Reconstruction of the oldest known Gorgonopsian
Henry Sutherland Sharpe
The oldest known saber-toothed animal hunted large prey 270 million years ago, and newly discovered remains could help shed light on how early mammalian relatives became warm-blooded.
The the first land predators they usually hunted relatively small prey. But things changed about 273 million years ago, when an event known as the Olson Extinction shook ecosystems around the world. Then much larger terrestrial herbivores began to appear, and they needed predators new weapons to send such great booty, says he Joseph Fortuny Barcelona’s Miquel Crusafont at the Palaeontology Institute of Catalonia.
This may help explain why the partial fossilized skeleton of an ancient predator – recently discovered by Fortuny and his colleagues on the Spanish island of Mallorca – had saber teeth. These blows are better at wounding large prey than at grabbing and holding smaller animals. “It was the first opportunity to have this type of tool to catch herbivores,” says Fortuny.
At around 270 million years old, it is the oldest member of a known group of carnivores. gorgonopsiansall of whom had saber teeth. The largest gorgonopsians were several meters long and had 15 cm canine teeth. The Mallorcan gorgonopsia was smaller, with a body length of one meter and dogs barely 5 centimeters. Fortuny says researchers are waiting to examine the bones and teeth in more detail before naming the new gorgonopsian.

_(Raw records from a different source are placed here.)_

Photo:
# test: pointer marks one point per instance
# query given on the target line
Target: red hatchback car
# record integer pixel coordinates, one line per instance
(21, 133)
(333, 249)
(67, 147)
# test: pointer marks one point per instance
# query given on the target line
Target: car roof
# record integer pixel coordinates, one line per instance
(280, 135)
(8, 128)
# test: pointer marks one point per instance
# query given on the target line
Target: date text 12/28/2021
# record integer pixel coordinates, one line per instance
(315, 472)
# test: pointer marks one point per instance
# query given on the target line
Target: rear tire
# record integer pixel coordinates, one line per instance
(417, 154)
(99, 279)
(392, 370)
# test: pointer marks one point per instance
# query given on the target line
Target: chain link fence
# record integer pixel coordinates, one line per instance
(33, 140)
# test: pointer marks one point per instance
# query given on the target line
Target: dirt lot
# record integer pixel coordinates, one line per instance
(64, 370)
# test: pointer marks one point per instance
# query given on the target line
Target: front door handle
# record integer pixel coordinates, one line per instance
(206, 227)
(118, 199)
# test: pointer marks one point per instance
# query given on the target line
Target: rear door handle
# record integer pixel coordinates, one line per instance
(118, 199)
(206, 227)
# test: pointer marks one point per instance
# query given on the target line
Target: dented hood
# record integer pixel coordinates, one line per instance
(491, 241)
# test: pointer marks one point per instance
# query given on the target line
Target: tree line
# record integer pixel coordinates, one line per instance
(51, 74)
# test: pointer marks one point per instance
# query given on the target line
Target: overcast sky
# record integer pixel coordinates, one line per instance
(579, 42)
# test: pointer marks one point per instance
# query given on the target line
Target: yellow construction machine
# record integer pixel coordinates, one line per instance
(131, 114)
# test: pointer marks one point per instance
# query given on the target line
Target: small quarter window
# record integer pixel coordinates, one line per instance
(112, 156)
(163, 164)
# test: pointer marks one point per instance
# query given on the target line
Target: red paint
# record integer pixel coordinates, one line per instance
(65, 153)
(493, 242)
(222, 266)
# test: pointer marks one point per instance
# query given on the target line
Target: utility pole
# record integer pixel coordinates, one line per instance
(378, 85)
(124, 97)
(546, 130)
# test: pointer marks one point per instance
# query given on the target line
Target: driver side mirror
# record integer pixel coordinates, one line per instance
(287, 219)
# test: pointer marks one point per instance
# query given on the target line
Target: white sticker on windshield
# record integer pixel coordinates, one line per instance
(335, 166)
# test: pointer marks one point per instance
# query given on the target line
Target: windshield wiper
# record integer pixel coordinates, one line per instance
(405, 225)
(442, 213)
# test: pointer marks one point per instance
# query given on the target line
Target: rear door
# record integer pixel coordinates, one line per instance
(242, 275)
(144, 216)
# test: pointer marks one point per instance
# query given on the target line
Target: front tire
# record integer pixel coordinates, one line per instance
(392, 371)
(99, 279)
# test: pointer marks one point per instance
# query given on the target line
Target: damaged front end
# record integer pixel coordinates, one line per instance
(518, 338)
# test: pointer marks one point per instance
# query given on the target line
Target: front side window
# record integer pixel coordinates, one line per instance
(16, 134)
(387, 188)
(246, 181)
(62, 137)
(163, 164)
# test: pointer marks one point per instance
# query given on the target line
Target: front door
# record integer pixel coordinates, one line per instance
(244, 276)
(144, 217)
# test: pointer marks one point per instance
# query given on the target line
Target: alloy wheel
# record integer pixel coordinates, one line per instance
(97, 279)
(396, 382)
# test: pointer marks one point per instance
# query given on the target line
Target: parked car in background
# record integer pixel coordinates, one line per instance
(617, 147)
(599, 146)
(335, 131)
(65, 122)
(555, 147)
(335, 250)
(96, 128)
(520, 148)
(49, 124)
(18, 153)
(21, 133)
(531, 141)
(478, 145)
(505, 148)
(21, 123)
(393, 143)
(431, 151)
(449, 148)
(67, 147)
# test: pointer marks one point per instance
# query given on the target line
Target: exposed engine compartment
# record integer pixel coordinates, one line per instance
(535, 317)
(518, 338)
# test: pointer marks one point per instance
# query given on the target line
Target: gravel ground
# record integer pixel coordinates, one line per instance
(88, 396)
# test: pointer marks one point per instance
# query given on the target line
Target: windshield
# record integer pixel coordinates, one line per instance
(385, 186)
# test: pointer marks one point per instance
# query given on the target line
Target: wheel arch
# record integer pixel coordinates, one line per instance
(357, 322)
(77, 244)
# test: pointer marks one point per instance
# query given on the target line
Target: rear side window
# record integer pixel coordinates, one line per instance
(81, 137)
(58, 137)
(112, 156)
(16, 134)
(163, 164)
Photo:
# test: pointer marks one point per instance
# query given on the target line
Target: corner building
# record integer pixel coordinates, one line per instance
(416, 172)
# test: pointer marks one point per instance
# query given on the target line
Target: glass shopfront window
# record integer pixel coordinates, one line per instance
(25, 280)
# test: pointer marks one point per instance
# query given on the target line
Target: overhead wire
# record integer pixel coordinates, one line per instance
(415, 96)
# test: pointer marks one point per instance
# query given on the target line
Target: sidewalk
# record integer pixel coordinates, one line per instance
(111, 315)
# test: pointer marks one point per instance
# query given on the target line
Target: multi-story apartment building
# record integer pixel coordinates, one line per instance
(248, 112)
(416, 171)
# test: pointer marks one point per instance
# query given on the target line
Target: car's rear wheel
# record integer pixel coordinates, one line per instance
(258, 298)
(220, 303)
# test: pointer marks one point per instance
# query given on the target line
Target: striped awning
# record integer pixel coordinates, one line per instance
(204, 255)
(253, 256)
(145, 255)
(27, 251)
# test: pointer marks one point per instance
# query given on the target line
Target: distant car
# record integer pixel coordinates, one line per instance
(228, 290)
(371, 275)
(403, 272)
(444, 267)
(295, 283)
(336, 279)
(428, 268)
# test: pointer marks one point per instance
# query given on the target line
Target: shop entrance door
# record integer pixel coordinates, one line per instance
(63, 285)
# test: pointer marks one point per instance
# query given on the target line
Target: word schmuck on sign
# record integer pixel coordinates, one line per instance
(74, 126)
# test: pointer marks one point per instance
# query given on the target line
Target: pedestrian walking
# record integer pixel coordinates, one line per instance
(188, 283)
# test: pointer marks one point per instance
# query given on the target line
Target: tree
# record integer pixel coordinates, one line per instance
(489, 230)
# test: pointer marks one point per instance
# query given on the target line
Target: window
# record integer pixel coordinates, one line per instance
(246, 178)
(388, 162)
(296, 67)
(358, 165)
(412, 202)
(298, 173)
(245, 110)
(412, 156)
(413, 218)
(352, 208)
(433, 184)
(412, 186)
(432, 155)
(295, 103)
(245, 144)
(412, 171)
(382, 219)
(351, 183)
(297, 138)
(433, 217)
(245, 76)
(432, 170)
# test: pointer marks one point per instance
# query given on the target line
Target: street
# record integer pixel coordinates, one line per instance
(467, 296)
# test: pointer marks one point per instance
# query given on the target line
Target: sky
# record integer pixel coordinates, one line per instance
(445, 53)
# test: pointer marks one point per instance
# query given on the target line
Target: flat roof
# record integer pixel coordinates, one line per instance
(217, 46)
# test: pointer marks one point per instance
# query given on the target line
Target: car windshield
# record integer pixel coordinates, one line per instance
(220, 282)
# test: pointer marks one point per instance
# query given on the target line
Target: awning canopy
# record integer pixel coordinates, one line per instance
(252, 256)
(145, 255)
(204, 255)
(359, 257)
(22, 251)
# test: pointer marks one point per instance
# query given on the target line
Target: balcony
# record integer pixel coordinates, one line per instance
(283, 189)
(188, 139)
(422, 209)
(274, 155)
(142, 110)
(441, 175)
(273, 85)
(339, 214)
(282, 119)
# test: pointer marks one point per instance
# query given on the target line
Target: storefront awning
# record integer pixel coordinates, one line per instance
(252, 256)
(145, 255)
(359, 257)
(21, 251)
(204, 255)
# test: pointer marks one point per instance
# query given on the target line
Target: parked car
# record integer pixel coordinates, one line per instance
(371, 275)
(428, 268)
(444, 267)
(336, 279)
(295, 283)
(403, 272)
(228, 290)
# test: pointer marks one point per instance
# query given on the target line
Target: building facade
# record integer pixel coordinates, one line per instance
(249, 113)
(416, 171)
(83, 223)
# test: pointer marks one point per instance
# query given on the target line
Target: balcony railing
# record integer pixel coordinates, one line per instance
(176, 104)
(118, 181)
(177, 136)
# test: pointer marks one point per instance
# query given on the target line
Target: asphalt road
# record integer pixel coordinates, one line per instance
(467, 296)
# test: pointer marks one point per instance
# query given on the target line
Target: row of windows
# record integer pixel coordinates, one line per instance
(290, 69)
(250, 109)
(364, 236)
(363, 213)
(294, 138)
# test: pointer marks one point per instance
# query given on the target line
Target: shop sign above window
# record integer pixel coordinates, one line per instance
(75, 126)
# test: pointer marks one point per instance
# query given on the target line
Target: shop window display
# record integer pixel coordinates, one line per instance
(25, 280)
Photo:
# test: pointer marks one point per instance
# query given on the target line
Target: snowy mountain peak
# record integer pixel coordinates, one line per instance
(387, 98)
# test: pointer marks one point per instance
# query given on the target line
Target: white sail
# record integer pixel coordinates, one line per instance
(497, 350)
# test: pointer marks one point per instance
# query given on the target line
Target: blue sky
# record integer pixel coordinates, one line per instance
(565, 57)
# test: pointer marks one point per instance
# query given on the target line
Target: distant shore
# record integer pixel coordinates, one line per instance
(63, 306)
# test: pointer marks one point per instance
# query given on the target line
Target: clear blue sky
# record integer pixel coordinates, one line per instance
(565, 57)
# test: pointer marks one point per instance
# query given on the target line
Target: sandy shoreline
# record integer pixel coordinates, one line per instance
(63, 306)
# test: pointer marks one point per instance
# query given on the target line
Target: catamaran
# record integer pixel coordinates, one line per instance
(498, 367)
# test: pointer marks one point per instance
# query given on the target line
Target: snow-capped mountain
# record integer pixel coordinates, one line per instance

The ancient predator is significant for more than just its age. When he visited Mallorca, the island was in the tropics supercontinent Called Pangea, but all previously known gorgonopsian fossils come from areas of the world that existed at high latitudes 270 million years ago. The new discovery suggests that gorgonopsians actually originated closer to the equator.
Adaptations they developed there, including their ability to efficiently hunt large prey, may have allowed them to begin controlling their body temperature, allowing them to expand into cooler habitats far from the equator.
Understanding more about this process is important, Fortuny says, because gorgonopsians were therapsids. a group of animals that also includes mammals. “There is a lot of debate about the early steps of thermoregulation in this group,” he says.